Die Bücherei St. Lamberti bloggt

Monat

November 2017

„Umarme mich!“

 

Firas Alshater„Ich komme auf Deutschland zu – ein Syrer über seine neue Heimat“. Sollte ich ein Buch über syrische Flüchtlinge lesen, wo ich doch in regelmäßigem Kontakt so viel aus erster Hand erfahre? Ja klar, ich bin ja neugierig, äh sehr interessiert, habe das Buch schlecht aus der Hand legen können und keine Leseminute bereut. Auch wenn die Gespräche mit meinen syrischen Freund/innen sehr offen und dank ihres fleißigen Deutschlernens inzwischen tiefgehend sind, gibt es immer wieder Momente, wo sich beide Seiten fragen, was man dem Gegenüber zumuten kann, wenn es um politische Verfolgung, Kriegs- und Fluchterlebnisse geht. Der syrische Filmemacher Firas Alshater hat solche Berührungsängste weniger und weiß dennoch Grenzen zu ziehen, nicht zuletzt um sich selbst und seine psychische Verfassung zu schützen. Er setzt da lieber auf Humor, sowohl in seinem Buch als auch in seinem empfehlenswerten Youtube-Kanal „Zukar“.
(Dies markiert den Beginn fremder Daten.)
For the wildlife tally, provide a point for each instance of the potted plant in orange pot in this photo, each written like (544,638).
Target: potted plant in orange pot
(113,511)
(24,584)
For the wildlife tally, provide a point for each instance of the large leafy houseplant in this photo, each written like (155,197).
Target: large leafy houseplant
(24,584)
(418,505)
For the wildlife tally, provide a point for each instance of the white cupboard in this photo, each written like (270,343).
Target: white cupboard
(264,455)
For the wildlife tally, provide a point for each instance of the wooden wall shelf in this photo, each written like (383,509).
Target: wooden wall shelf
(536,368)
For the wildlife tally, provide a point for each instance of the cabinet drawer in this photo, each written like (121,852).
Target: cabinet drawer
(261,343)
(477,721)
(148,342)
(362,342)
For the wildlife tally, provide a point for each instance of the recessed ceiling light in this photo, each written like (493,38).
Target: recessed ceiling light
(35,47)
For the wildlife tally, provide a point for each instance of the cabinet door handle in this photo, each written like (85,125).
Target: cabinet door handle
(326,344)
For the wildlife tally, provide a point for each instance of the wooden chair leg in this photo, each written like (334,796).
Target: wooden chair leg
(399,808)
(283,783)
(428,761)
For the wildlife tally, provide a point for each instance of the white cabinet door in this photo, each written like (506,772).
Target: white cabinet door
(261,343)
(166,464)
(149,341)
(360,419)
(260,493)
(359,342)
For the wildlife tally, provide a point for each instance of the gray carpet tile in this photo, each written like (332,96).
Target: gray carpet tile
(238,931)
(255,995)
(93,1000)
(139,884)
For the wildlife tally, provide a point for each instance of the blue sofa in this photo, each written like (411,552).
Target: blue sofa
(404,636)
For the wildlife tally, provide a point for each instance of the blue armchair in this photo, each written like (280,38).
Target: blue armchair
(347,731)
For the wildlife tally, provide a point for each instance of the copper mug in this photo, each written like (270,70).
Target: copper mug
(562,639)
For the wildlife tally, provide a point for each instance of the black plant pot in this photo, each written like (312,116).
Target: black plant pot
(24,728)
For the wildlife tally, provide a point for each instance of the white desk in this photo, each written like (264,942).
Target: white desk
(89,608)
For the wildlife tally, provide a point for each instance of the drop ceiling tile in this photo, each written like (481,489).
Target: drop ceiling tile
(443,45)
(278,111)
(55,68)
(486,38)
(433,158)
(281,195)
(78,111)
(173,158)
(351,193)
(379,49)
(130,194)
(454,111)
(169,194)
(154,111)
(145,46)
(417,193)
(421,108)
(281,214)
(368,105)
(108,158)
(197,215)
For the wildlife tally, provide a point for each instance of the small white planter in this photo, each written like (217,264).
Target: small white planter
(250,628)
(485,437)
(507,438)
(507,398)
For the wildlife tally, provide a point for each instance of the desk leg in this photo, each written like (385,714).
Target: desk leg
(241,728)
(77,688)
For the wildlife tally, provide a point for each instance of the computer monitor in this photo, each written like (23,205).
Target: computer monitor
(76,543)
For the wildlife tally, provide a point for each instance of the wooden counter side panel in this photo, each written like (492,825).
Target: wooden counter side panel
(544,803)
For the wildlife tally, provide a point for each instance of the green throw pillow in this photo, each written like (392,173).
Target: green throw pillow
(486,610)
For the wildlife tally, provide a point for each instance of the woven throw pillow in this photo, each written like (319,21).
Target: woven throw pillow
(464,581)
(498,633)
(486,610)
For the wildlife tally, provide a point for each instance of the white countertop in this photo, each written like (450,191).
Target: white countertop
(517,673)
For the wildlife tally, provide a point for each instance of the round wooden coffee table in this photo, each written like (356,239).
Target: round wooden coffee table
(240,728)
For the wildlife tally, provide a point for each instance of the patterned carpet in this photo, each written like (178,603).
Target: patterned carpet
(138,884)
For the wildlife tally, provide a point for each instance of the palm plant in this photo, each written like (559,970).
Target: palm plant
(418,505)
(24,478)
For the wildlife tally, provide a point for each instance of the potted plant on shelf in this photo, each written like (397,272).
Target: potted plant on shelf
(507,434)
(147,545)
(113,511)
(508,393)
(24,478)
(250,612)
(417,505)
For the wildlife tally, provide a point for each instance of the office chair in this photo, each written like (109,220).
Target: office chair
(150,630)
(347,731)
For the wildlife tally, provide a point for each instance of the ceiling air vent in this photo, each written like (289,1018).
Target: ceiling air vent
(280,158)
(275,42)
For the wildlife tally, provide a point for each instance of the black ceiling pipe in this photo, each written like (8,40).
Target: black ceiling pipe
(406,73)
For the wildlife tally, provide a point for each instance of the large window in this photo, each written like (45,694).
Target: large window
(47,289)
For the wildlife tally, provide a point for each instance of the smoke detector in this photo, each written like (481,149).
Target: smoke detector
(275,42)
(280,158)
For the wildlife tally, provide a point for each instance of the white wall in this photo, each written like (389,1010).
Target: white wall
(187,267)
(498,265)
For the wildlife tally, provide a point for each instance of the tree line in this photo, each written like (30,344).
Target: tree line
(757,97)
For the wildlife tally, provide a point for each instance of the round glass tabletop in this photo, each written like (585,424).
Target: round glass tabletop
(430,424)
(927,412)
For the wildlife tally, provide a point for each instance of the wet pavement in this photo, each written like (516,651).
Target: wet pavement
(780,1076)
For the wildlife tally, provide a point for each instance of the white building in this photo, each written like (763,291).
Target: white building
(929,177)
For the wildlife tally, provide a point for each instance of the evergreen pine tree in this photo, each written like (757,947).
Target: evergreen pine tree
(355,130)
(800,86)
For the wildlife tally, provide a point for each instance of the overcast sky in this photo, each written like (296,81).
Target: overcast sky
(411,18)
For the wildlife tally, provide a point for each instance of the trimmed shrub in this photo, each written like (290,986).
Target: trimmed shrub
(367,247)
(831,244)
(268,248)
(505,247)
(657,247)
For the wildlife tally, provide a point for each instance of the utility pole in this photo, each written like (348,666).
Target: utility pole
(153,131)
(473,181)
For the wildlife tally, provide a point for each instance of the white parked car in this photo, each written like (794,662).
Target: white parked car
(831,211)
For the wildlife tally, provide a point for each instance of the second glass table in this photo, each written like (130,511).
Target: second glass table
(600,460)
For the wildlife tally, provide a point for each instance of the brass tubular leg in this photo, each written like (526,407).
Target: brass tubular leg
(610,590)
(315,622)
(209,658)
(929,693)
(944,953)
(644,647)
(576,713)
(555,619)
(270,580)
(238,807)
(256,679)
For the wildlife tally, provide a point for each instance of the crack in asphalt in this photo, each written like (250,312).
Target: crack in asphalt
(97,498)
Alshater kam als Filmemacher mit einem Arbeitsvisum 2013 nach Deutschland, wohlwissend dass eine Rückkehr in seine Heimat für ihn auf absehbare Zeit nicht möglich ist, denn er gehörte zu den Mitorganisatoren der ersten Anti-Assad-Demonstrationen, und saß mehrfach im Gefängnis und wurde dort gefoltert. Seine Dankbarkeit, in Deutschland in Freiheit und Sicherheit leben zu können, bringt er immer wieder zum Ausdruck, äußert aber auch deutliche – und wie ich finde, sehr berechtigte – Kritik an vielen Dingen, die es Flüchtlingen schwer machen, in ihrer neuen Heimat wirklich anzukommen.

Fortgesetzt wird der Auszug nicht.